What are the main themes of his work throughout his whole career to date?

Anand Swaroop mainly investigates Genetics, Cell biology, Retinal, Retina and Gene. Anand Swaroop regularly links together related areas like Macular degeneration in his Genetics studies. His Macular degeneration research also works with subjects such as

• Internal medicine which is related to area like Oncology,
• Genome-wide association study that connect with fields like Genetic association.

His studies deal with areas such as Regulation of gene expression, Rod Photoreceptors, Gene expression and Anatomy as well as Cell biology. His Retinal research incorporates themes from Induced pluripotent stem cell and Organoid. Anand Swaroop has researched Gene in several fields, including Molecular biology and Computational biology.

He most often published in these fields:

• Genetics (36.02%)
• Cell biology (33.64%)
• Retinal (17.15%)

What were the highlights of his more recent work (between 2016-2021)?

• Cell biology (33.64%)
• Retinal (17.15%)
• Retina (17.41%)

In recent papers he was focusing on the following fields of study:

Cell biology, Retinal, Retina, Transcriptome and Macular degeneration are his primary areas of study. His research investigates the link between Cell biology and topics such as Retinal degeneration that cross with problems in Retinitis pigmentosa. His Retina study combines topics in areas such as Cell type and Disease.

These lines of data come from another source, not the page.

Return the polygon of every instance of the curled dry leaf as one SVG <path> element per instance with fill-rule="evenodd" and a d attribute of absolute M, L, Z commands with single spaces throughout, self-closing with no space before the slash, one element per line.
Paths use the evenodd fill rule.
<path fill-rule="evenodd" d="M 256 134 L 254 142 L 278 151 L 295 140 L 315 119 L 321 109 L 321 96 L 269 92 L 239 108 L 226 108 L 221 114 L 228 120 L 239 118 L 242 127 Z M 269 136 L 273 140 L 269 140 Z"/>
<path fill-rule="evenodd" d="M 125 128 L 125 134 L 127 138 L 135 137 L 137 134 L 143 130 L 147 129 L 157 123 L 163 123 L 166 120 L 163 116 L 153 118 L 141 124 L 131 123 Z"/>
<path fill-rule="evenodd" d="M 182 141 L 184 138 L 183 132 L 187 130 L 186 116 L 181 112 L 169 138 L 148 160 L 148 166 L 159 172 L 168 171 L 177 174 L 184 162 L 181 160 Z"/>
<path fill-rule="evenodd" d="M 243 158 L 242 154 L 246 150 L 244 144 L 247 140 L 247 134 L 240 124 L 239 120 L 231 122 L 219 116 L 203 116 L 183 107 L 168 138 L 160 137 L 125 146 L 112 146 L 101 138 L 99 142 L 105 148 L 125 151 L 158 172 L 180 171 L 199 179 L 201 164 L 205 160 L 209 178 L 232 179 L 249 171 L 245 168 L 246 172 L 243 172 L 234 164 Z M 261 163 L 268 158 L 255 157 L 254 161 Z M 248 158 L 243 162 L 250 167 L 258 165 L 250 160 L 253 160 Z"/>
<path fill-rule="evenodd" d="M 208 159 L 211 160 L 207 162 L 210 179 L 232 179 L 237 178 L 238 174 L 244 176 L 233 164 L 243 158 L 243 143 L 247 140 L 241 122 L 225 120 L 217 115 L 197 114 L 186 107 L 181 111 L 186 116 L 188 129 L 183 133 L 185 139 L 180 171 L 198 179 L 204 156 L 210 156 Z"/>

The Macular degeneration study combines topics in areas such as Eye disease, Internal medicine, Age related and Genome-wide association study. Single-nucleotide polymorphism and Genetics are the main areas of his Genome-wide association study studies. His primary area of study in Genetics is in the field of Phenotype.

Between 2016 and 2021, his most popular works were:

• Nrl knockdown by AAV-delivered CRISPR/Cas9 prevents retinal degeneration in mice (144 citations)
• Molecular Anatomy of the Developing Human Retina (106 citations)
• Retinal transcriptome and eQTL analyses identify genes associated with age-related macular degeneration (90 citations)

In his most recent research, the most cited papers focused on:

• Gene
• DNA
• Enzyme

His primary areas of investigation include Retina, Retinal, Cell biology, Macular degeneration and Internal medicine. His studies in Retina integrate themes in fields like Transcriptome, Disease and Cell type. His biological study spans a wide range of topics, including Epithelium, Adherent Culture, Induced pluripotent stem cell, Mitochondrion and In vivo.

In general Cell biology, his work in Organoid is often linked to Presynaptic active zone, Active zone, Pikachurin and Ribbon synapse linking many areas of study. His work carried out in the field of Macular degeneration brings together such families of science as Eye disease, Oncology and Atrophy. Single-nucleotide polymorphism is a primary field of his research addressed under Genetics.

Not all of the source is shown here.